Les gilets jaunes sont-ils destinés à rester une force de contestation ? Vont-ils à terme rejoindre d’autres luttes, comme les luttes écologiques ou Extinction Rebellion ?

Je pense qu’il faut faire le bilan du mouvement. S’il y a un enseignement à tirer, c’est qu’il y a des dizaines, des centaines de milliers de personnes qui étaient endormies hier et qui se sont réveillées le 17 novembre 2018. Elles se sont muées en citoyens conscients ou, au moins, investis dans le champ politique. Ceux-ci s’intéressent de très près à l’actualité et aux réformes gouvernementales. La colère est bien plus grande aujourd’hui qu’au début du mouvement. Car les gens ont vu que le pouvoir leur mentait, les méprisait et les brutalisait.

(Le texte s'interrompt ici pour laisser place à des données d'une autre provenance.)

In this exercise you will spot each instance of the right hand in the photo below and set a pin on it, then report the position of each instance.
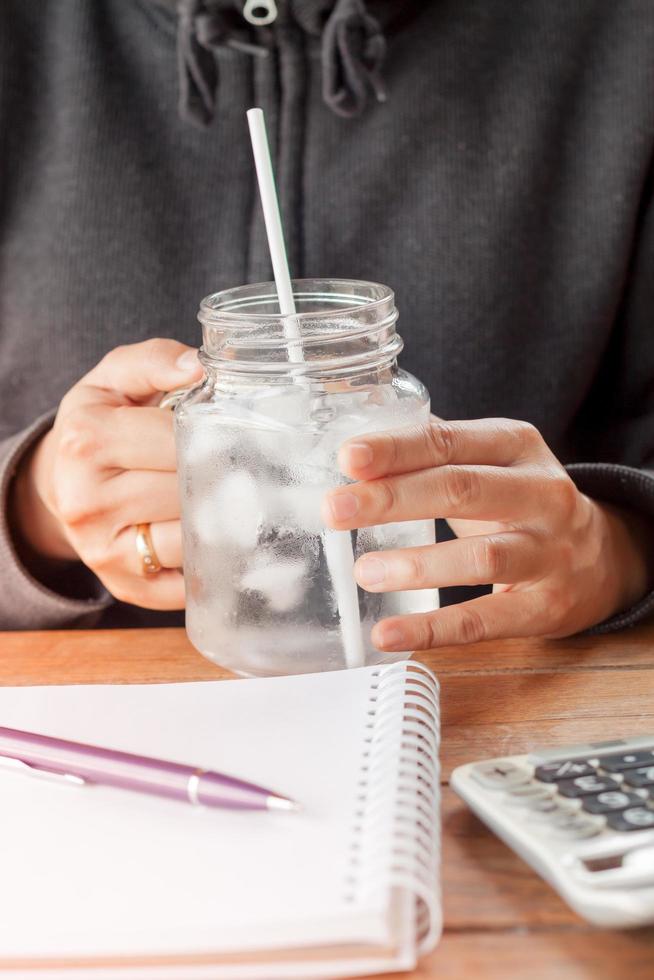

"S’il y a un enseignement à tirer, c’est qu’il y a des dizaines, des centaines de milliers de personnes qui étaient endormies hier et qui se sont réveillées le 17 novembre 2018"

Certes, il y a une mobilisation bien moins grande qu’il y a six mois. Mais cela s’explique par le phénomène d’usure. Les gens sont fatigués de devoir manifester tous les samedis. Ils ne le faisaient pas par plaisir. Ensuite, ils ont dû faire des sacrifices pour cela. Monter à Paris coûte cher. Enfin, il y a une répression qui a conduit à 25 éborgnés et 5 mutilés. Une bonne partie des gens ont peur d’aller manifester. Il y en a donc qui ne manifestent plus mais sont plus en colère qu’il y a un an. Nous avons des citoyens dormants qui n'attendent qu'une nouvelle opportunité pour tenter à nouveau de mener le rapport de force, de manière pacifique. Une étincelle. Il y aura sûrement une mobilisation très suivie pour l’anniversaire du 17 novembre, sans oublier l’appel à la grève, à partir du 5 décembre, dans les transports. Si cela prend, ces secteurs-là vont être massivement soutenus par des gens qui vont sûrement ressortir.